Una nube cruzó por la frente de Kratos. Ella la interpretó al vuelo.
—No llevo un hijo de Forcas en mi vientre, amor. Ulura me preparaba un brebaje que tomaba todos los días antes de irme a la cama con él. Pero el día que fuimos a cazar juntos no lo bebí, ni volví a beberlo nunca. —Aidé le acarició las mejillas y le rozó las comisuras de los párpados—. Cuando nazca, nuestro bebé tendrá los ojos tan rasgados como tú.
Un bebé. Un hijo. Otro.
Casi sin quererlo, Kratos sonrió. De modo que, cuando uno creía que ya no podía haber cambios en la vida y todo emprendía un declive inexorable, aún se podía crecer. Padre, general de la Horda…
—Tienes razón. —Sus pensamientos saltaron tan veloces que a él mismo lo sorprendieron—. He sido muy injusto con Derguín.

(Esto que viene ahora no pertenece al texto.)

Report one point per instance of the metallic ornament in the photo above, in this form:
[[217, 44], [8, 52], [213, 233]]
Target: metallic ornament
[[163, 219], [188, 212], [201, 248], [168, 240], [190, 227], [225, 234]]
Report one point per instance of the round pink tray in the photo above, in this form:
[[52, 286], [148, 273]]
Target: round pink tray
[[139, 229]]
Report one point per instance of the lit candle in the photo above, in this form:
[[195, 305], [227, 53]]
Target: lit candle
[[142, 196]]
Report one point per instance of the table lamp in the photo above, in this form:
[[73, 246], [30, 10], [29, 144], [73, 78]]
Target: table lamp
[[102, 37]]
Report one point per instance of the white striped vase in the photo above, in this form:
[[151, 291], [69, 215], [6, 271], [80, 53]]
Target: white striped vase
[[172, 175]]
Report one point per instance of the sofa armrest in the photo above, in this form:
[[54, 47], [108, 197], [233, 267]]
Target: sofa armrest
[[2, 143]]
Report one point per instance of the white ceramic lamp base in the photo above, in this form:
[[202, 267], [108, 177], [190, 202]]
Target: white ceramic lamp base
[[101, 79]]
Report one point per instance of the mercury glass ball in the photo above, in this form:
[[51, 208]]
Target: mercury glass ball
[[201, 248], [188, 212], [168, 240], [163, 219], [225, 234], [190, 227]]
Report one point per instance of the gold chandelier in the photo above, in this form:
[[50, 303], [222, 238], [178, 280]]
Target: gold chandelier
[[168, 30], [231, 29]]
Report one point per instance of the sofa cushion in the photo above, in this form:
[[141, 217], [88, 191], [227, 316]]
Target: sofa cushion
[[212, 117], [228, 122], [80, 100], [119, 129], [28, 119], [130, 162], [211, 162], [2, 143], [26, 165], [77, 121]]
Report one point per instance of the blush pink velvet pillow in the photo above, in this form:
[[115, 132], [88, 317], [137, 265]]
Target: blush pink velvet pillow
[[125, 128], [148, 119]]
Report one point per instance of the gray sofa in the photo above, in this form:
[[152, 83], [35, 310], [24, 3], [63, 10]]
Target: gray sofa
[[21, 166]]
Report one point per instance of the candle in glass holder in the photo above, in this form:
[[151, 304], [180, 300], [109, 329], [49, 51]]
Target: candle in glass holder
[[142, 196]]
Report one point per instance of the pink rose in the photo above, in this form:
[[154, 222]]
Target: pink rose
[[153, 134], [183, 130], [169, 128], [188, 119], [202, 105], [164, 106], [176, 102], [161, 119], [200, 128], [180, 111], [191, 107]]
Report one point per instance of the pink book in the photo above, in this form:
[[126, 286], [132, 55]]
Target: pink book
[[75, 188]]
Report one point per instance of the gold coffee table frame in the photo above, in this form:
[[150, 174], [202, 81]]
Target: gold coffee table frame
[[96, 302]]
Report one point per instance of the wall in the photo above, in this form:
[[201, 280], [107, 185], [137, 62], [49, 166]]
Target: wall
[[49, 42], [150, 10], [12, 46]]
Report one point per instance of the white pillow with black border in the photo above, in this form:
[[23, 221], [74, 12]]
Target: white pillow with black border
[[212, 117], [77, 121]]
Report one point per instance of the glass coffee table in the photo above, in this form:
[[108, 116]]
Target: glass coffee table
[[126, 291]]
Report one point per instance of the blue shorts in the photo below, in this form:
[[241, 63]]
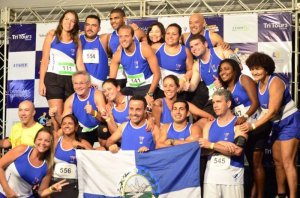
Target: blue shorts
[[288, 128]]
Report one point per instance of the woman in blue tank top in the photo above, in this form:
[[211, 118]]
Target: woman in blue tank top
[[277, 106], [65, 167], [26, 169], [246, 106], [62, 57], [162, 107]]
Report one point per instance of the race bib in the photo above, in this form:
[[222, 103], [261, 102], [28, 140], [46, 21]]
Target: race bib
[[240, 110], [65, 170], [219, 161], [135, 80], [91, 56]]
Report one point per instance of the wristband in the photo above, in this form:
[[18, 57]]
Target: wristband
[[253, 126], [95, 114]]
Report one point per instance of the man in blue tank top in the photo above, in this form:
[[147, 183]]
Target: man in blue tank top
[[117, 19], [223, 142], [133, 133], [94, 49], [206, 68], [140, 65], [86, 104], [179, 131]]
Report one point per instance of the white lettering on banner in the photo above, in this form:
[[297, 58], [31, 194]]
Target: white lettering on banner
[[22, 36], [275, 25]]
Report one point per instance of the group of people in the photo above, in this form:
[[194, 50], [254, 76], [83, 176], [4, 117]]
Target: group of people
[[162, 88]]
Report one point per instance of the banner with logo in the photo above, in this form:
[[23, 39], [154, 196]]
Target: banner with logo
[[246, 33], [168, 172]]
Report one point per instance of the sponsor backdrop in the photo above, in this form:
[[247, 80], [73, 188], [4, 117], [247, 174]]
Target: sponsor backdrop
[[246, 33]]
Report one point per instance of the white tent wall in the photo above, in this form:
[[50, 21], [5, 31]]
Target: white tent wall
[[43, 11]]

No tengo motivos para estar resentido con él. ¡He de pedirle perdón!
En ese momento, oyeron un ruido que los sobresaltó, una mezcla de graznido de cuervo y rugido de león. Ambos rompieron su abrazo y se asomaron a las almenas de la parte norte.
Una sombra enorme pasó volando a unos veinte metros del torreón, tan cerca que el viento provocado por su aleteo les rozó la cara.
—¡Un terón! —exclamó Aidé, entusiasmada. Una de aquellas bestias aladas había anidado en las rocas de Mígranz durante años. Su desaparición había sido uno de los presagios que movió a la Horda Roja a trasladarse al sur—. ¡Es una buena señal!
Kratos no estaba tan seguro. Había dos figuras humanas a horcajadas sobre la espalda del terón. Una de ellas portaba una luz verde. Supo que era Mikhon Tiq y que el resplandor procedía de las esmeraldas de su bastón, y sospechó que el otro debía de ser Derguín. Ya no le podría pedir perdón. Para cuando se vieran de nuevo, si es que volvían a encontrarse, tal vez ya sería demasiado tarde.